"Unhackable" Mnemocard Puts Secure Password Generation, Recall in Your Wallet

A simple piece of plastic, Mnemocard has no moving parts or electronic components — but uses patterns to generate and store passwords.

Gareth Halfacree
3 years agoSecurity

Developer Ilia Neudakhin has launched a crowdfunding campaign for an "unhackable" system for storing and recalling passwords: the Mnemocard.

"This card can keep a lot of passwords," Neudakhin writes of the Mnemocard. "You can easily reconstruct your password from it. There are no ways to hack the card, you don't need electricity, Wi-Fi, or cellular because Mnemocard does not need all of that, it's just a piece of plastic, after all, beautifully designed, and with unique characters on it though."

"Unhackable" by dint of being solid plastic, the Mnemocard targets weak password use. (📹: Ilia Neudakhin)

That is key to Mnemocard's "unhackable" nature: It's just a printed plastic card, with no moving parts nor electronics at all. Rather than being programmed with existing passwords, it's designed to be used to generate new ones by picking from the displayed characters and symbols in a pattern — diagonally, for example, or in a row skipping alternate columns. Rather than remembering the password, you simply remember the pattern.

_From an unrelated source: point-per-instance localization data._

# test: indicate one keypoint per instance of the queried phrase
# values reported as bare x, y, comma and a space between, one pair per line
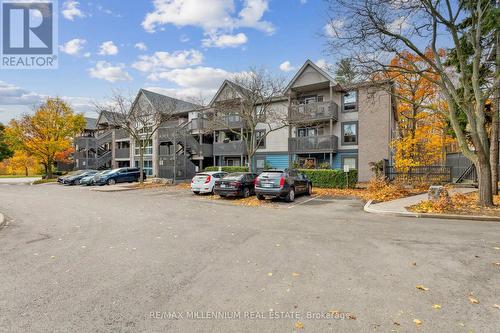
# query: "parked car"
62, 179
204, 182
90, 179
282, 184
121, 175
76, 178
238, 184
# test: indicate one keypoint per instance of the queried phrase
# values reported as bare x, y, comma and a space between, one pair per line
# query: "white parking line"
300, 203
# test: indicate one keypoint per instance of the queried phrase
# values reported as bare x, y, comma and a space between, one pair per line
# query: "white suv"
204, 182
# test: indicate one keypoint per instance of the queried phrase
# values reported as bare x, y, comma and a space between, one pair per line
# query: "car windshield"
234, 176
271, 175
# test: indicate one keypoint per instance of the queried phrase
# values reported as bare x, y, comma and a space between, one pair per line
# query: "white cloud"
198, 77
223, 41
161, 61
212, 16
108, 48
398, 25
333, 28
113, 73
141, 46
73, 47
14, 95
287, 67
70, 10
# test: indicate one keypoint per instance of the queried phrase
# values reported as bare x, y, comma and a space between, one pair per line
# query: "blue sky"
178, 47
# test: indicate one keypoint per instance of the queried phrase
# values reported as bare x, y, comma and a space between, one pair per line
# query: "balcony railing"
122, 153
314, 112
313, 144
230, 148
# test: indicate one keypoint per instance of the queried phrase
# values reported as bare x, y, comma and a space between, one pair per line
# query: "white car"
204, 182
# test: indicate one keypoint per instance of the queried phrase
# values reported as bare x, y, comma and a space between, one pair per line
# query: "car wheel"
309, 189
290, 197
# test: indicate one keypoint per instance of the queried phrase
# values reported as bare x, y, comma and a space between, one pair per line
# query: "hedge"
227, 169
331, 178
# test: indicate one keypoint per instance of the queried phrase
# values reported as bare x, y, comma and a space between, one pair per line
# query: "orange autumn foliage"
421, 122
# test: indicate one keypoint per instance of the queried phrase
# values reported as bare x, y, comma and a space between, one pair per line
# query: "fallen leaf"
298, 325
473, 300
421, 287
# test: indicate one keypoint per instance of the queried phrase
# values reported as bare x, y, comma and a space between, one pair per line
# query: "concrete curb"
367, 208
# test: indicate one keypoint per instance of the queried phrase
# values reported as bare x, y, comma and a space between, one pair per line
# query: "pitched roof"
159, 100
90, 123
303, 68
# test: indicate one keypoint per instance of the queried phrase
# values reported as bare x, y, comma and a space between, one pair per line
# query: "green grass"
19, 176
44, 181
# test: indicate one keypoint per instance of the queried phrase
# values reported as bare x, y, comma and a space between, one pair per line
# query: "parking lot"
72, 259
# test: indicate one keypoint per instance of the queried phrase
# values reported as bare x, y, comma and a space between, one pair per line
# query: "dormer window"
350, 101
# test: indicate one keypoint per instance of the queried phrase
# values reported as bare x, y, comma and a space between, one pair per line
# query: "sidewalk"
398, 207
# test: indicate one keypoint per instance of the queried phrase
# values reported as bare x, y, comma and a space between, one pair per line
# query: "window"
147, 167
260, 135
350, 133
350, 101
148, 147
351, 161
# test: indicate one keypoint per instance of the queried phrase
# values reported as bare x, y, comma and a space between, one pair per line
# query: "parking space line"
300, 203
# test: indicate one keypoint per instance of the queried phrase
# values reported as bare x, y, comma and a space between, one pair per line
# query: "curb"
368, 209
3, 220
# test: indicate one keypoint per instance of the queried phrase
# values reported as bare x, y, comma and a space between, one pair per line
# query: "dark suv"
282, 184
122, 175
238, 184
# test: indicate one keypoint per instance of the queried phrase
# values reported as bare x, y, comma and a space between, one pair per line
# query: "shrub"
331, 178
227, 169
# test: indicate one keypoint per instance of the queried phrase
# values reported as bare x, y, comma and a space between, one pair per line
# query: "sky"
182, 48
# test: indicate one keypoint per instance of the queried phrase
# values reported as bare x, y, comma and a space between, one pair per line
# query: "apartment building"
329, 126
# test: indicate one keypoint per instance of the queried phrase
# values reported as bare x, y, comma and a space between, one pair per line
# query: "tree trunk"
141, 166
484, 178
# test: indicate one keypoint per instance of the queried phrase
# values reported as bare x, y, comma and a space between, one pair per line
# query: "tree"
421, 124
139, 116
46, 133
5, 151
252, 97
345, 72
375, 30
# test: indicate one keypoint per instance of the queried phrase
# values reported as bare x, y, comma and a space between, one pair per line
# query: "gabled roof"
241, 91
157, 100
90, 123
303, 68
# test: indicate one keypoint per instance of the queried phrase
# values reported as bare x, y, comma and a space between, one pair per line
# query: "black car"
237, 184
121, 175
74, 178
282, 184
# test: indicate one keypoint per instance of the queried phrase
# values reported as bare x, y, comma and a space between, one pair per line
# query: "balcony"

"Based on research conducted by Avast," Neudakhin explains, "83% of Americans use weak passwords, and 10% use very weak ones like 'qwerty', '123456' or 'letmein' because it is easy to keep them in mind if they are simple. We in our team have the same problem. If you have a strong enough password it is difficult to keep it in mind and if you have a simple one it is totally unsafe."

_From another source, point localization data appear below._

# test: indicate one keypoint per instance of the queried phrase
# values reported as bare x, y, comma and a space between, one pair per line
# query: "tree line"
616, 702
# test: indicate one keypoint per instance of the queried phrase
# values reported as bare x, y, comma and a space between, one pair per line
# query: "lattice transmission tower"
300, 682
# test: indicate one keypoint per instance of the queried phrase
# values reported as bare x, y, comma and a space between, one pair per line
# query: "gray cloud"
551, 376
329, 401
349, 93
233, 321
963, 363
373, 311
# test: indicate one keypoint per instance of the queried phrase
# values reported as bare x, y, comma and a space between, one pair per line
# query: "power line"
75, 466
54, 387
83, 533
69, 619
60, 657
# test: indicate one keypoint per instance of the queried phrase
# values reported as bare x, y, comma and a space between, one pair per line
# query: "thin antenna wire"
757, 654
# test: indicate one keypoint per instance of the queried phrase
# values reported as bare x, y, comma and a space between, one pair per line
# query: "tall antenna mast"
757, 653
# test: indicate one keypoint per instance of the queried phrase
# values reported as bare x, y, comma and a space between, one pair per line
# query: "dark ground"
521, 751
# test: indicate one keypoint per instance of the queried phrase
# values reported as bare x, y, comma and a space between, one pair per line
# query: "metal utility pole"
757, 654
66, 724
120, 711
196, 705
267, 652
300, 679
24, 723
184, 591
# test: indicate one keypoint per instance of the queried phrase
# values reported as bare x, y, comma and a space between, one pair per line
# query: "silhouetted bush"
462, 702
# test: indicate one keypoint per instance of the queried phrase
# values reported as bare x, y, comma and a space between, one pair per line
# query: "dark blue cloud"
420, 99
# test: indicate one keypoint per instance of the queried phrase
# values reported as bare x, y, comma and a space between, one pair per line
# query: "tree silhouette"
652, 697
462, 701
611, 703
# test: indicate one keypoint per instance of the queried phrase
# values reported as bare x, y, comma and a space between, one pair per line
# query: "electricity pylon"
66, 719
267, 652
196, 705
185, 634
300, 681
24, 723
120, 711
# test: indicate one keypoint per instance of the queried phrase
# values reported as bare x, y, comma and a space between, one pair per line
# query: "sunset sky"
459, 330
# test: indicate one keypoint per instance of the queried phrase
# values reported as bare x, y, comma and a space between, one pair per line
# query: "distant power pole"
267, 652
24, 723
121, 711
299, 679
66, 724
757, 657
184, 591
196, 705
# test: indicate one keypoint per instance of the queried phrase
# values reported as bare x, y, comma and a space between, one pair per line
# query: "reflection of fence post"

The core concept behind Mnemocard isn't new: Printable password generation cards are readily available, while Qwertycard sells commercial implementations. The Mnenocard implementation has a few tweaks to it, though: The characters are split into two tables, and selected boxes are marked with symbols or a colour accent to aid recall while there's a "joker" character which can be replaced with a site-specific string; a Mnemocard+, meanwhile, prints a second set of tables slightly offset, providing the ability to use three-dimensional patterns when selecting a password.

The Mnemocard campaign is now live on Kickstarter, with rewards starting at $15 for a matched pair of Mnemocard or Mnemocard+ cards — one for daily use and the other as a backup to be stored in a safe place.